The effectiveness of an adaptive strategy depends on the quality of daily imaging. Present quality in pediatric CBCT imaging and the absence of real-time imaging cause restrictions and limit the possibility of ART in abdominal and thoracic areas in children. Daily imaging comes with the drawback of increased treatment times and additional doses, but improved CBCT reconstruction methods could minimize these limitations.
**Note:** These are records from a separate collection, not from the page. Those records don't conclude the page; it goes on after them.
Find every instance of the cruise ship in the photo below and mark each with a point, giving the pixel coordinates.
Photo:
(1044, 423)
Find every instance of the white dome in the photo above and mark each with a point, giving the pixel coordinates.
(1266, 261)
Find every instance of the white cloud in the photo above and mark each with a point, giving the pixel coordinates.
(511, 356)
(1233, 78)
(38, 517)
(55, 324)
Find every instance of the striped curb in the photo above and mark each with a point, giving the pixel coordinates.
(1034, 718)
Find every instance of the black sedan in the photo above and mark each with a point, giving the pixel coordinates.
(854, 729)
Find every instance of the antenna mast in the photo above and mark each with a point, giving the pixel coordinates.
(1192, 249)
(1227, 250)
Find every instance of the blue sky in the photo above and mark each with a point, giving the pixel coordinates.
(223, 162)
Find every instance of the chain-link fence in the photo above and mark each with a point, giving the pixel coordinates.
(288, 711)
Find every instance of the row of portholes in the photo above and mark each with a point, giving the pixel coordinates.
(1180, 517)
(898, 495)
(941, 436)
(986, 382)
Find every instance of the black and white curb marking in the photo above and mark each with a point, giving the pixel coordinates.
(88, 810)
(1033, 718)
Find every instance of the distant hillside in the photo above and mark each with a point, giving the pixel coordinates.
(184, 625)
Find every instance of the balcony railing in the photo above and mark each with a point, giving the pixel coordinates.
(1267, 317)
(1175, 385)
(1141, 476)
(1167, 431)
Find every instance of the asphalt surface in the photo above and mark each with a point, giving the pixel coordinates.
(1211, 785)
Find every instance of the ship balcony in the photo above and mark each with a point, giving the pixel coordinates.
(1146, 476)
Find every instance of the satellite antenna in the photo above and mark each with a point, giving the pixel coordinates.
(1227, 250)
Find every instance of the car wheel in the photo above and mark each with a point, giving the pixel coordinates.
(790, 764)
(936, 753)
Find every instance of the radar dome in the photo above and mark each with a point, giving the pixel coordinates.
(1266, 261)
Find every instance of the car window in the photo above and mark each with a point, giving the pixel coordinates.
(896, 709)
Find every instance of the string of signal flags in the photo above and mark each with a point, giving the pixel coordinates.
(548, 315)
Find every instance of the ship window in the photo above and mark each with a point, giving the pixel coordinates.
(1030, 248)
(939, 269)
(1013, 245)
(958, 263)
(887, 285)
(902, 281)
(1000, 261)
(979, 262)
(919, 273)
Future studies are needed to investigate the feasibility of ART based on pediatric CBCT imaging and whether the increased clinical workload, due to evaluating pre-fraction imaging, will outweigh the potential gain in accuracy and dosimetric benefits.
MR-Guidance
The introduction of MR-guided treatment machines allow for daily and online visualization of the tumor and OARs, real-time verification of plan delivery, and accurate treatment adaptations. Recently, the first clinical adult patients were treated [107]. MR-guided approaches introduce superior imaging for ART compared to CBCT imaging, without any additional imaging dose. In children, MR-guided IMRT planning versus CBCT-guided VMAT planning showed promising results; smaller PTV margins and a reduction of normal tissue exposure [24]. The MR linac has the potential to provide a high-precision, adaptive, image-guided approach, with less toxicity in the surrounding healthy tissues, and will play an important role in the future of pediatric radiotherapy.